Which meant Rick Grimes was in a coma somewhere, and the world had ended while he was unconscious. Which meant this was the beginning, right after everything had gone to hell.

"I'm gonna check the rest of the building," Shane said, pulling Lucien from his thoughts. He looked at Lucien seriously. "You stay right here. If something happens and I don't come back—"

"Nothing's going to happen," Lucien interrupted, surprising himself with the firmness in his voice.

Shane's mouth twitched slightly. "Yeah. Yeah, you're right. Just sit tight, kid. I'll be back in five."

He disappeared up the stairwell.

The moment he was gone, Lucien let out a shaky breath. His hands were trembling. He pressed them against his knees to make them stop, but it didn't help.

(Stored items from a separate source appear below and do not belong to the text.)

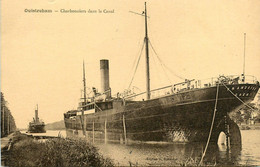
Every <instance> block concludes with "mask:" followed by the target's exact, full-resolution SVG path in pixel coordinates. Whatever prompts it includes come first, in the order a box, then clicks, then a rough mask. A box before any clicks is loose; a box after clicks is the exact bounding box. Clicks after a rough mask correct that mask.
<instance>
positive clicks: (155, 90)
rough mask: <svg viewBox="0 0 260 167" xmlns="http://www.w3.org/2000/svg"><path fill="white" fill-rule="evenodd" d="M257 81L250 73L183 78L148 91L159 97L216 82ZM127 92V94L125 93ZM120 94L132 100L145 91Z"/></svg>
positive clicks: (226, 82) (124, 96)
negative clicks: (197, 79)
mask: <svg viewBox="0 0 260 167" xmlns="http://www.w3.org/2000/svg"><path fill="white" fill-rule="evenodd" d="M257 82H258V81H257V79H256V77H254V76H251V75H246V76H245V77H243V76H239V75H229V76H219V77H212V78H207V79H203V80H195V79H193V80H185V81H184V82H181V83H177V84H174V85H169V86H165V87H161V88H158V89H153V90H151V91H150V93H151V99H154V98H159V97H162V96H167V95H170V94H177V93H179V92H183V91H187V90H191V89H199V88H207V87H215V86H216V85H217V84H218V83H225V84H242V83H247V84H250V83H251V84H256V83H257ZM127 93H128V94H127ZM127 93H125V94H122V95H123V96H122V98H123V99H125V100H134V101H140V100H144V99H145V98H146V92H141V93H138V94H136V93H134V92H131V91H129V92H127Z"/></svg>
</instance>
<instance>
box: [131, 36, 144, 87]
mask: <svg viewBox="0 0 260 167" xmlns="http://www.w3.org/2000/svg"><path fill="white" fill-rule="evenodd" d="M144 43H145V41H144V42H143V46H142V49H141V52H140V55H139V58H138V61H137V64H136V66H135V71H134V74H133V76H132V79H131V82H130V84H129V86H128V89H130V87H131V85H132V82H133V80H134V77H135V73H136V70H137V67H138V65H139V62H140V59H141V56H142V52H143V49H144Z"/></svg>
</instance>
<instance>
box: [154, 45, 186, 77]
mask: <svg viewBox="0 0 260 167" xmlns="http://www.w3.org/2000/svg"><path fill="white" fill-rule="evenodd" d="M149 43H150V45H151V48H152V50H153V52H154V53H155V55H156V56H157V58H158V60H159V61H160V63H161V66H162V68H163V67H164V68H166V69H168V71H170V72H171V73H172V74H173V75H175V76H176V77H178V78H180V79H182V80H185V78H183V77H181V76H179V75H177V74H176V73H174V72H173V71H172V70H171V69H170V68H169V67H167V66H166V65H165V64H164V63H163V61H162V60H161V59H160V57H159V55H158V54H157V52H156V51H155V49H154V47H153V45H152V43H151V41H150V40H149ZM164 68H163V70H164V72H165V74H166V76H167V77H168V75H167V73H166V71H165V69H164ZM168 79H169V77H168Z"/></svg>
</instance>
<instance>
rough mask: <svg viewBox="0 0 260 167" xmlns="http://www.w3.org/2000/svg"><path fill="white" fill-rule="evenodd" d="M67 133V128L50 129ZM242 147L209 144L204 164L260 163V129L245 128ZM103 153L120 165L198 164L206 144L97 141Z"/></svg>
mask: <svg viewBox="0 0 260 167" xmlns="http://www.w3.org/2000/svg"><path fill="white" fill-rule="evenodd" d="M46 134H47V135H51V136H58V135H61V136H63V137H65V136H66V132H65V131H47V133H46ZM241 135H242V150H240V149H238V150H231V151H230V152H227V151H226V147H225V146H224V145H220V146H216V145H209V147H208V150H207V153H206V156H205V158H204V165H214V164H216V165H231V166H232V165H235V166H238V165H248V166H250V165H260V149H259V148H260V130H242V131H241ZM95 146H97V147H98V148H99V151H100V153H101V154H103V155H104V156H105V157H109V158H111V159H113V161H114V163H115V164H116V165H120V166H129V165H132V166H135V165H137V166H149V165H151V166H176V165H194V164H198V163H199V161H200V158H201V155H202V152H203V150H204V148H205V145H203V144H198V143H197V144H194V143H192V144H169V143H168V144H165V143H162V144H158V143H156V144H154V143H149V144H127V145H124V144H115V143H109V144H104V143H95Z"/></svg>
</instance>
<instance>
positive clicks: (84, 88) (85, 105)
mask: <svg viewBox="0 0 260 167" xmlns="http://www.w3.org/2000/svg"><path fill="white" fill-rule="evenodd" d="M83 86H84V104H83V106H86V104H87V97H86V77H85V63H84V61H83ZM85 110H86V107H82V109H81V125H82V132H83V135H84V136H86V131H85V117H84V111H85Z"/></svg>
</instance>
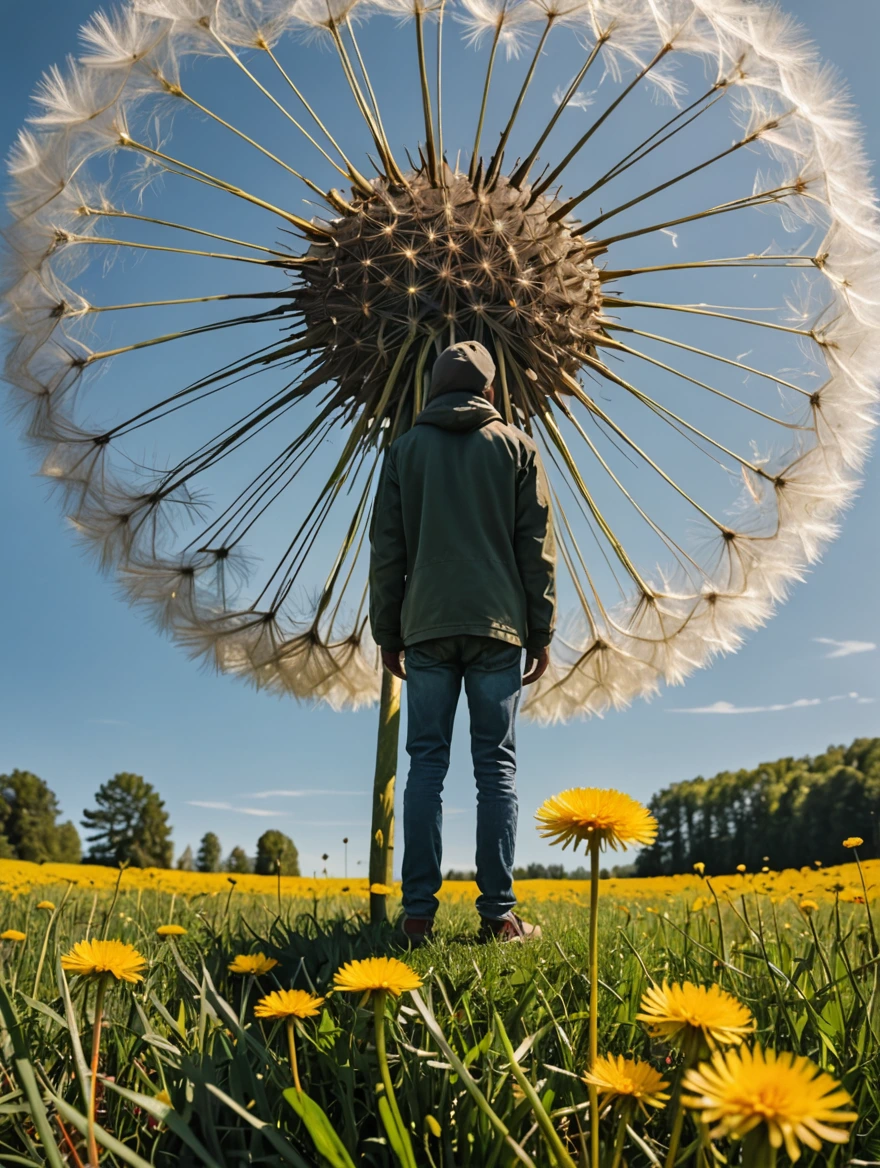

He was supposed to be a wizard, learning spells and flying on broomsticks and maybe fighting a dark lord if he was unlucky.

Instead, he was in a zombie apocalypse with nothing but...

His trunk.

He looked down at the battered leather case he'd somehow managed to hold onto through the chaos. His fingers fumbled with the latches, then popped them open.

Everything was still there.

His textbooks, a bit battered but intact. The Standard Book of Spells, Grade 1. A History of Magic. Magical Theory. A Beginner's Guide to Transfiguration. Plus the supplementary reading he'd picked up, Fantastic Beasts and Where to Find Them, The Practical Spell Compendium.

Beneath the books, wrapped in velvet, was his wand. Thirteen inches, ebony wood, thunderbird tail feather core. He'd nearly cried when Ollivander had presented it to him.

And at the very bottom, folded carefully, was the single most valuable thing he owned.

The Invisibility Cloak.

He pulled it out. He'd found it tucked away in the attic of his inherited home in Surrey, wrapped in brown paper with a note in handwriting he didn't recognize: For when you need it most.

At the time, he'd thought it was just good luck. A nice bonus to go along with the whole "being a wizard" thing.

Now, looking at it, he wondered if someone had known.

His magic was still there. He could feel it. The wand hummed faintly when he touched it, recognizing him.

But magic didn't mean much when he didn't know any spells. He'd been planning to learn at Hogwarts. All he had were theory books and a wand he barely knew how to use.

He repacked his trunk, making sure everything was secure. The cloak went back on the bottom. The wand in its velvet box. The books stacked neatly on top.

"Better than nothing," he whispered to himself, echoing his earlier thought. "Has to be better than nothing."